Code::Blocks Forums

User forums => Help => Topic started by: mauser on January 01, 2006, 07:32:29 pm

Title: Source Code encoding in UNICODE version
Post by: mauser on January 01, 2006, 07:32:29 pm
I have the unicode version of revision 1635. i write win32 apps and it seems that the source codes are utf-8 encoded, but MSVC2003 seems not to understand utf-8 source codes, is it a c::b feature? what can you advice. Thanks in advance
Title: Re: Source Code encoding in UNICODE version
Post by: mauser on January 01, 2006, 07:39:41 pm
Also C::B didn't show anything when i tried to open a file with russian characters in cp1251 charset editied in another editor. It behaved the way if the file was just empty.
Title: Re: Source Code encoding in UNICODE version
Post by: Michael on January 01, 2006, 07:41:42 pm
MSVC2003 seems not to understand utf-8 source codes, is it a c::b feature? what can you advice. Thanks in advance

What do you mean by "understand"? Is the problem by loading, displaying or compiling the sources?

Michael
Title: Re: Source Code encoding in UNICODE version
Post by: anonuser on January 01, 2006, 07:54:05 pm
UTF-8 is ascii so it shouldn't have any problems with it.
Now when you bump up to UTF-32 or UTF-16 that's when things get interesting.

Title: Re: Source Code encoding in UNICODE version
Post by: Der Meister on January 01, 2006, 07:59:49 pm
MSVC seems to need a signature for Unicode-Source files. You can set this in the dialog "file->Extra save options" (or somthing similar to that). The required option is "UTF-8 with signature". If you save your file that way MSVC recognizes that it is a Unicode-Source-File and works with it without problems.

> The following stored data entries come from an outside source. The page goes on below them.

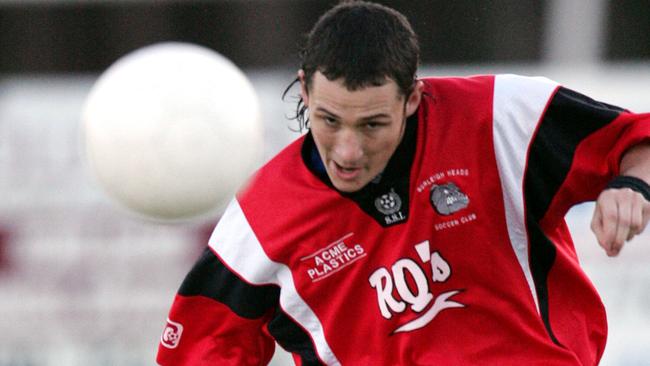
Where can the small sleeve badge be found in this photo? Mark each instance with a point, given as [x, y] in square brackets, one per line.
[171, 335]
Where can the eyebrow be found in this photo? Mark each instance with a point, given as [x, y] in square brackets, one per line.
[368, 118]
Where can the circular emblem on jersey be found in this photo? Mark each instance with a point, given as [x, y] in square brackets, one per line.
[448, 198]
[388, 203]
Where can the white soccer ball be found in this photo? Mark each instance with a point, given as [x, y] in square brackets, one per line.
[171, 130]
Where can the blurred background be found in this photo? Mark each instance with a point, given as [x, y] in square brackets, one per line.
[82, 282]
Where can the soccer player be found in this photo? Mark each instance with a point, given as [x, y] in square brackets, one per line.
[420, 221]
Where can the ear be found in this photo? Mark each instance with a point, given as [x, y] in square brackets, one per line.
[414, 99]
[303, 88]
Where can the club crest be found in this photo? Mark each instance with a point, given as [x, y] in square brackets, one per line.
[448, 198]
[388, 203]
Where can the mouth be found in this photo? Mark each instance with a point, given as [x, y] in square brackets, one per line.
[346, 172]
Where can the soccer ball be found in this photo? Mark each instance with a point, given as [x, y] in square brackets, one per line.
[171, 130]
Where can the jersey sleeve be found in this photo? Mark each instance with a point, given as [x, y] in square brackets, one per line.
[576, 150]
[221, 312]
[556, 147]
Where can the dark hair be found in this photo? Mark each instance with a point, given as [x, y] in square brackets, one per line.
[364, 44]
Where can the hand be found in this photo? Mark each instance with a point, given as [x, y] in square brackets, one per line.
[620, 215]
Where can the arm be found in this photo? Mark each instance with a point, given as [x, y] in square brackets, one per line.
[218, 319]
[621, 214]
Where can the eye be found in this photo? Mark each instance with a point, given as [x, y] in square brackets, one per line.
[330, 121]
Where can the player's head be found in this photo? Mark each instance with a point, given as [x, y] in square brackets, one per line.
[358, 85]
[364, 44]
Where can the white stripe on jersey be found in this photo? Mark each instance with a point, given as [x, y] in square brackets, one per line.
[238, 246]
[518, 106]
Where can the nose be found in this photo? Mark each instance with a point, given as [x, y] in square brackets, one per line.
[349, 148]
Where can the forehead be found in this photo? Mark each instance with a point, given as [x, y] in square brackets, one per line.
[333, 94]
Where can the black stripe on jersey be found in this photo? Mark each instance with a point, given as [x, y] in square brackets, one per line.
[211, 278]
[293, 338]
[568, 120]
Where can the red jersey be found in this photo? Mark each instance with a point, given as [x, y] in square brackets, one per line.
[457, 254]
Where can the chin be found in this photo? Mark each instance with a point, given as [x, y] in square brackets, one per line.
[347, 187]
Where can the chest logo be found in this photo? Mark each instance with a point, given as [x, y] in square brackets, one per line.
[416, 295]
[388, 203]
[448, 198]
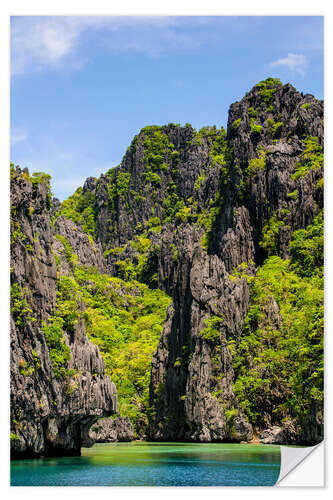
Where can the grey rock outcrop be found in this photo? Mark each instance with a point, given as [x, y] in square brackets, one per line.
[109, 430]
[49, 416]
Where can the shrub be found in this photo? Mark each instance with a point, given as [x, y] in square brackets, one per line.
[211, 332]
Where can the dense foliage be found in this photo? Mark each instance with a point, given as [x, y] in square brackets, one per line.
[124, 319]
[278, 363]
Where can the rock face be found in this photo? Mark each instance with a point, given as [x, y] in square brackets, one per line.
[109, 430]
[191, 398]
[49, 415]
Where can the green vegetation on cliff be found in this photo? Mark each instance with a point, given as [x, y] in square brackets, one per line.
[124, 319]
[279, 363]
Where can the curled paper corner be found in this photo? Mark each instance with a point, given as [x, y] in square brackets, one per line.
[302, 466]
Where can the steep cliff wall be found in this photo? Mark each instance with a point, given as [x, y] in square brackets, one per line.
[270, 188]
[58, 383]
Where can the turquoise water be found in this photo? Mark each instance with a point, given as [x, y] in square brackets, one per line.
[155, 464]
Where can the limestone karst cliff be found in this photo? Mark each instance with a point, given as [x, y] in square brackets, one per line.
[58, 382]
[226, 223]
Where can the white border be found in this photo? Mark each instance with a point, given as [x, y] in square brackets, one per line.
[98, 7]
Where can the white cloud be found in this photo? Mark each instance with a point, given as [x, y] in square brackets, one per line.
[295, 62]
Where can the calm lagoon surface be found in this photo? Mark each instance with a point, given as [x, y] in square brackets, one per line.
[155, 464]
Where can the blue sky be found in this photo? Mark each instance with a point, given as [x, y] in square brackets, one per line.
[82, 87]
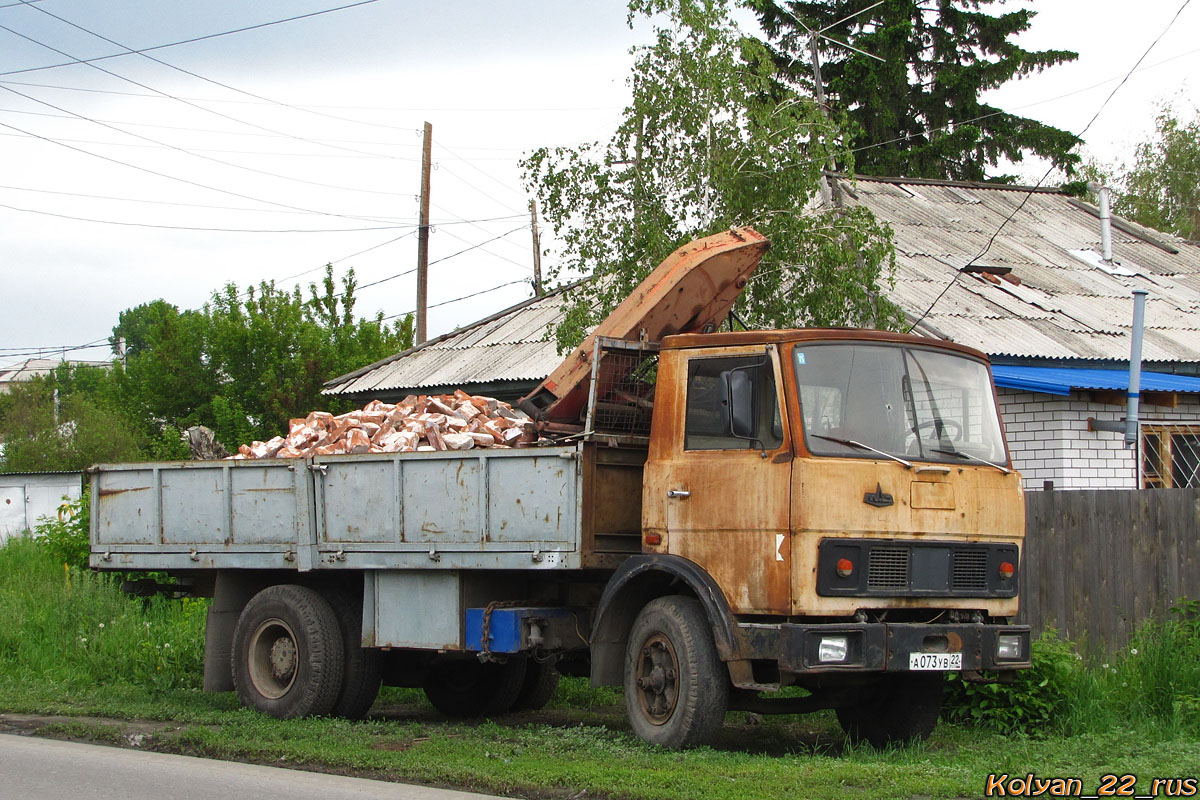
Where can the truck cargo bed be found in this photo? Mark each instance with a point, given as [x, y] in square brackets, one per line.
[539, 507]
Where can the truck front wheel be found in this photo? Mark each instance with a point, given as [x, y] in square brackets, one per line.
[897, 709]
[676, 687]
[288, 653]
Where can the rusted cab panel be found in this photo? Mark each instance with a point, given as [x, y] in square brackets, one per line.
[755, 512]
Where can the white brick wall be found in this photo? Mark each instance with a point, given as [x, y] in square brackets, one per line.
[1049, 439]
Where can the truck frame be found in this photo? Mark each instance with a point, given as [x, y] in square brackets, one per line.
[709, 518]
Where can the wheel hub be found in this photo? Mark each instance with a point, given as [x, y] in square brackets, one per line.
[274, 659]
[283, 657]
[658, 686]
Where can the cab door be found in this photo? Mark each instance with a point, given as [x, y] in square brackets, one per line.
[727, 477]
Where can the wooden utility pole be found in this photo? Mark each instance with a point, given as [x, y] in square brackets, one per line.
[829, 188]
[537, 250]
[423, 236]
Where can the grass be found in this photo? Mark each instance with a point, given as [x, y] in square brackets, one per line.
[121, 672]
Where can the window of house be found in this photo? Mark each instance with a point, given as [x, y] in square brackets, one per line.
[707, 425]
[1170, 456]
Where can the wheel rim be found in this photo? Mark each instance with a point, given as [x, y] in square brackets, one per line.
[658, 679]
[274, 659]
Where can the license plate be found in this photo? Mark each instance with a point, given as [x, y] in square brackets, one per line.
[935, 661]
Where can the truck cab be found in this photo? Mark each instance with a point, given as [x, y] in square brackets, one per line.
[840, 505]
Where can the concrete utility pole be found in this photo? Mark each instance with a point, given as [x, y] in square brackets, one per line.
[423, 236]
[537, 250]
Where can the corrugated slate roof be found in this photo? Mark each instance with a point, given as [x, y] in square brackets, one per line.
[1063, 307]
[509, 346]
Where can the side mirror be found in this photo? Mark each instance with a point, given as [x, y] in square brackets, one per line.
[739, 396]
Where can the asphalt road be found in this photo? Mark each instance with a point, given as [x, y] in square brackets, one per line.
[47, 769]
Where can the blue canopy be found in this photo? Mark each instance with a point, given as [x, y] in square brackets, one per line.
[1060, 380]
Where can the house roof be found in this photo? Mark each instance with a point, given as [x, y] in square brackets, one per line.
[511, 346]
[1067, 304]
[1060, 380]
[30, 368]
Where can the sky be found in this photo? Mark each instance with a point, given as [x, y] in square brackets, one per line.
[264, 155]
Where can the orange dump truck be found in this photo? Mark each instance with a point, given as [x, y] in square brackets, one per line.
[707, 519]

But: The signature consits of two or three bytes at the beginning of the file. Some editors show them (or at least some cryptic characters for them), some don't and some don't even open such a file. Code::Blocks opens it (at least it did at my last try) and seems to have no problems with that signature (it even doesn't show it). But the compilers I tested (gcc and icc - both on linux) refused to compile this file. They complain about invalid characters in the file. Unfortunately MSVC (the IDE as well as the compiler) seems to need this signature to properly handle Unicode-source-files.
The only solution I can give you here: Don't use Unicode-Source files if you want to use them with MSVC and other editors/compilers. In strings you can still use unicode-characters if you use their code instead that character itself, i.e. write '\x00E4' instead of 'รค'.
Title: Re: Source Code encoding in UNICODE version
Post by: mauser on January 01, 2006, 08:12:54 pm
UTF-8 is ascii so it shouldn't have any problems with it.
Now when you bump up to UTF-32 or UTF-16 that's when things get interesting.

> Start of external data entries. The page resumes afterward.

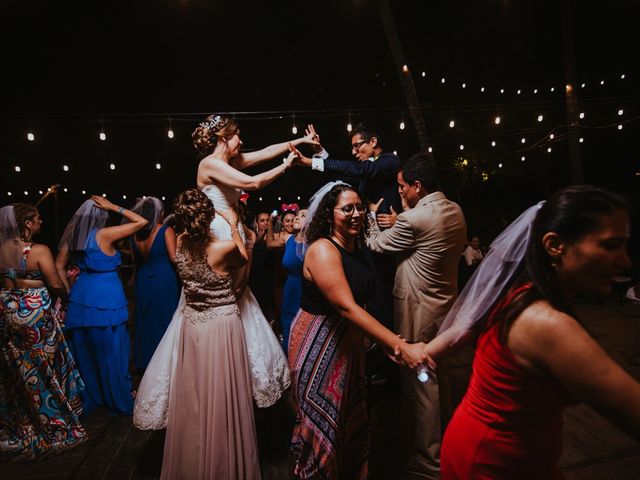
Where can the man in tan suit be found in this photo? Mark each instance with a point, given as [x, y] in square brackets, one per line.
[428, 239]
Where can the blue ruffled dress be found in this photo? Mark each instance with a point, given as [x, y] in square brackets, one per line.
[96, 330]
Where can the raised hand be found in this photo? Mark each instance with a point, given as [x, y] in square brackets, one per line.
[386, 220]
[103, 204]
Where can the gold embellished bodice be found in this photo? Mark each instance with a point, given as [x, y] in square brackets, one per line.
[203, 288]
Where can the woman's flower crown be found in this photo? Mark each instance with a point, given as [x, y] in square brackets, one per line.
[215, 124]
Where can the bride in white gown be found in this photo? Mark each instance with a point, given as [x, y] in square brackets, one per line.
[220, 178]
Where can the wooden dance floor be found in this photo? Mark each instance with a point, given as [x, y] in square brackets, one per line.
[594, 449]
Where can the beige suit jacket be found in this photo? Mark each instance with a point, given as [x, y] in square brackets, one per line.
[428, 241]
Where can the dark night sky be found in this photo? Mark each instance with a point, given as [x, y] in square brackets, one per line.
[66, 65]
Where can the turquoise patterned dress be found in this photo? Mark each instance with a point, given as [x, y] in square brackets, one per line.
[39, 383]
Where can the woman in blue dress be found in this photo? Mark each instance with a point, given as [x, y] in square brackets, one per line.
[96, 321]
[157, 287]
[292, 260]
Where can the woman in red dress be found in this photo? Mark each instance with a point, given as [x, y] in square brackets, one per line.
[533, 356]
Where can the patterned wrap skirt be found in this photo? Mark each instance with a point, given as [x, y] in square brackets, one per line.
[331, 434]
[39, 383]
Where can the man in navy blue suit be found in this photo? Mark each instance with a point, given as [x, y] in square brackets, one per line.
[374, 174]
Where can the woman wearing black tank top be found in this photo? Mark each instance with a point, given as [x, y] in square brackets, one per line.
[331, 435]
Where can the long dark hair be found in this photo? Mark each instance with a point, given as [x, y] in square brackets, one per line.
[321, 224]
[572, 213]
[194, 212]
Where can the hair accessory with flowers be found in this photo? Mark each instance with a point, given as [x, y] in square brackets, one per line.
[215, 124]
[291, 207]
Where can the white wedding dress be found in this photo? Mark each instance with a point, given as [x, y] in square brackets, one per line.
[268, 363]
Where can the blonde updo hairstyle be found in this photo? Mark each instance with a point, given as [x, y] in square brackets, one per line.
[193, 212]
[216, 127]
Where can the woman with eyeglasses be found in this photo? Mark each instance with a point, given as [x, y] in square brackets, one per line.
[326, 346]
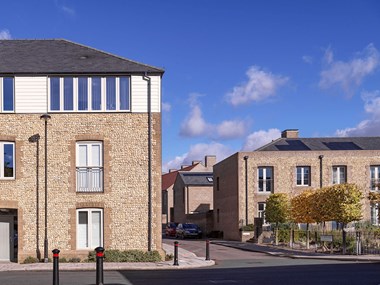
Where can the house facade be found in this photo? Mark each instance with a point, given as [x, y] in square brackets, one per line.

Well utf-8 is not ascii. it is ascii compatible in some way.
And i think i just need to swith to GCC. that assumes utf-8 input by default.
Thanks
Title: Re: Source Code encoding in UNICODE version
Post by: Leviathan on January 02, 2006, 06:03:30 pm
ascii is a subset of utf-8. All symbols in ascii are present in utf8 with the same value.
But utf-8 is a multi-byte encoding, so a symbol may consist of 1, 2 or even 4 bytes, so obviously ascii doesn't contain all symbols utf-8 does.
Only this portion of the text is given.